Сердце затрепетало в груди Иисуса. Он почувствовал, как во лбу его зажигается мятежная утренняя звезда. «Я не человек, не ангел, не раб твой, Адонай! Я — Сын твой! — рвался крик из его груди. — Я взойду на твой престол судить живых и мертвых. И в правой руке буду держать державу — всю землю. Дай мне трон, чтоб я мог воссесть!»
Услышав взрывы хохота над своей головой, Иисус опомнился — ангел исчез.
— Сатана! — закричал Иисус отчаянным голосом и рухнул наземь.
— Мы еще встретимся! — раздался насмешливый голос. — Мы еще встретимся.
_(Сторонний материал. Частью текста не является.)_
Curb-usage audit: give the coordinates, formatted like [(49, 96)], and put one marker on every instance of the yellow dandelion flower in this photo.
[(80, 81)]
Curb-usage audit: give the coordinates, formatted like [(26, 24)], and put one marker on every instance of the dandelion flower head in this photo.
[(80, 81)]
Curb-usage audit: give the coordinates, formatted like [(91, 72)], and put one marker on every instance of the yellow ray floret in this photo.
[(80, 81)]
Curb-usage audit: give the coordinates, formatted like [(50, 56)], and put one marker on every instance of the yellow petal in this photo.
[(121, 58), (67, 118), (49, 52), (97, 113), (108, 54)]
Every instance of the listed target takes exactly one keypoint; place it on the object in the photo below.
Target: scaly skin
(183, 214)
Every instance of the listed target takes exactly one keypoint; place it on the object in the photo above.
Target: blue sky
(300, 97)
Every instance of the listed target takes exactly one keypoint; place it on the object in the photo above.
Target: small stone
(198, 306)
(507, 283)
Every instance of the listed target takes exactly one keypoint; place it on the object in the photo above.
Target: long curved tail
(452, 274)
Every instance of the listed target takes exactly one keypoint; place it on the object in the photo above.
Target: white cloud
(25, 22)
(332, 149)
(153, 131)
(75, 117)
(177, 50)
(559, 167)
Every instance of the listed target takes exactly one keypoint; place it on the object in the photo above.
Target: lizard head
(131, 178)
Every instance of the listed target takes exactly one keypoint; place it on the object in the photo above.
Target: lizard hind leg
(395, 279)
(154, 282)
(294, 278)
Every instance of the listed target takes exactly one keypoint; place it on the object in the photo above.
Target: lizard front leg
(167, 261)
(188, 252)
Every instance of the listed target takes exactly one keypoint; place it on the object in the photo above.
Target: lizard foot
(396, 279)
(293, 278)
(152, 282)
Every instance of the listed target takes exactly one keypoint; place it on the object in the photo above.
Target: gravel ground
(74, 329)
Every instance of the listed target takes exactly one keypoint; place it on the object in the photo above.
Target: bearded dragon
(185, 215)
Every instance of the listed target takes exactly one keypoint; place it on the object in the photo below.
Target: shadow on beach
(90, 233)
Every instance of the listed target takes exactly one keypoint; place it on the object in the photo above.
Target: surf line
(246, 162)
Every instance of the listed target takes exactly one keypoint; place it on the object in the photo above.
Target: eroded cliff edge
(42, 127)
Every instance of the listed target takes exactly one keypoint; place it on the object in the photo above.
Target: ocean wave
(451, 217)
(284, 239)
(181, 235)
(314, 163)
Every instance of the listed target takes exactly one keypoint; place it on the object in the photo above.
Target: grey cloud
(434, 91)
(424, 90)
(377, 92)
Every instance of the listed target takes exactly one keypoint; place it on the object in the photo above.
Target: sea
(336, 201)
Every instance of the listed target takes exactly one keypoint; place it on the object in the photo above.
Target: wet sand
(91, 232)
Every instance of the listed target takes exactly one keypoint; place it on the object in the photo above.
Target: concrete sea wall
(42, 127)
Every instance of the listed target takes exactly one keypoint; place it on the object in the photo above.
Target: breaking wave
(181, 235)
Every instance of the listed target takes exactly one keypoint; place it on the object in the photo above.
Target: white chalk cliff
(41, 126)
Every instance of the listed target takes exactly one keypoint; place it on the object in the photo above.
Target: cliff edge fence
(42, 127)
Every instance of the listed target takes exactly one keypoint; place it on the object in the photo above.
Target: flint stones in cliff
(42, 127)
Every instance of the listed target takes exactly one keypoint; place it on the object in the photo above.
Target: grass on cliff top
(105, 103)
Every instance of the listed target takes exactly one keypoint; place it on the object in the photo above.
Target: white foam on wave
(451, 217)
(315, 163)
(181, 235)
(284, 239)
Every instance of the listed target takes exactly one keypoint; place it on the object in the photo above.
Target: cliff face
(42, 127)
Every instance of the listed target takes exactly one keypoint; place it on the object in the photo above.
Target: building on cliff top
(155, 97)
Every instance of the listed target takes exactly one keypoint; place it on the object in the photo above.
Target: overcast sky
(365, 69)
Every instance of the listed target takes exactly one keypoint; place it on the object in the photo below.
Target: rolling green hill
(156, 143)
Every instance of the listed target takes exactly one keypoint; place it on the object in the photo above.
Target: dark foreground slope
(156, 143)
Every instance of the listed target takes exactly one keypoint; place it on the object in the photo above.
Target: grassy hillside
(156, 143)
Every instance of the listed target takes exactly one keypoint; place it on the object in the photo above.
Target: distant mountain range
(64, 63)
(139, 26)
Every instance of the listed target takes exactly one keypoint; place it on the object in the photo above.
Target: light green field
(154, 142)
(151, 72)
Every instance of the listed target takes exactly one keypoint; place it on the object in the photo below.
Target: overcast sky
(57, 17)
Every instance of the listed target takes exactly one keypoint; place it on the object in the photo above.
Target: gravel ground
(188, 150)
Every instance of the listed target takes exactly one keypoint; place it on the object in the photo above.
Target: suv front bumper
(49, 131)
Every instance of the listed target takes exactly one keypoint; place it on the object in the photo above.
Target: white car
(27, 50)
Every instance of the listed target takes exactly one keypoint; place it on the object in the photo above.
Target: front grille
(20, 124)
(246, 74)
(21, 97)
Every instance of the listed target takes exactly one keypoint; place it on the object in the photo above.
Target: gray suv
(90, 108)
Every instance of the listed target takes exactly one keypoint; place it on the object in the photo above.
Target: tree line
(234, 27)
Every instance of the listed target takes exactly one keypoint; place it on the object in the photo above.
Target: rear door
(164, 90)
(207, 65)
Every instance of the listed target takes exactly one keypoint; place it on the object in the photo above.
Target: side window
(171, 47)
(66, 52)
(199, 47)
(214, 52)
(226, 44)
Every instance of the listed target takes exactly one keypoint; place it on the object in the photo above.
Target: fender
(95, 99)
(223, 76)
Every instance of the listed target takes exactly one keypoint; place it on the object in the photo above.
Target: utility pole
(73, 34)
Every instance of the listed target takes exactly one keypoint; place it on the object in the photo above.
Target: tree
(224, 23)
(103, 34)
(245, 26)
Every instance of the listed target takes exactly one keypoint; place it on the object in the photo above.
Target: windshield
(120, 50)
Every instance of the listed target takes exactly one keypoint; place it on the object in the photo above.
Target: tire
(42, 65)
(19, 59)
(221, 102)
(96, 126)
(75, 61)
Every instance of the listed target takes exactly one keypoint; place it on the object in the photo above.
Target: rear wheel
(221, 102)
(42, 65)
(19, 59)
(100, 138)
Скоро!
— Никогда, никогда, сатана! — простонал Иисус, пряча лицо в песок.
— Скоро! — повторил тот же голос. — В эту Пасху, жалкий бедняга!
Иисус рыдал — слезы текли, омывая и очищая его душу. К вечеру подул прохладный ветер, и солнце окрасило в розовый цвет вершины далеких гор. И тогда Иисус услышал милостивое повеление — невидимая рука прикоснулась к его плечу.
— Вставай! День Господа настал! Иди, неси весть людям: Ты пришел!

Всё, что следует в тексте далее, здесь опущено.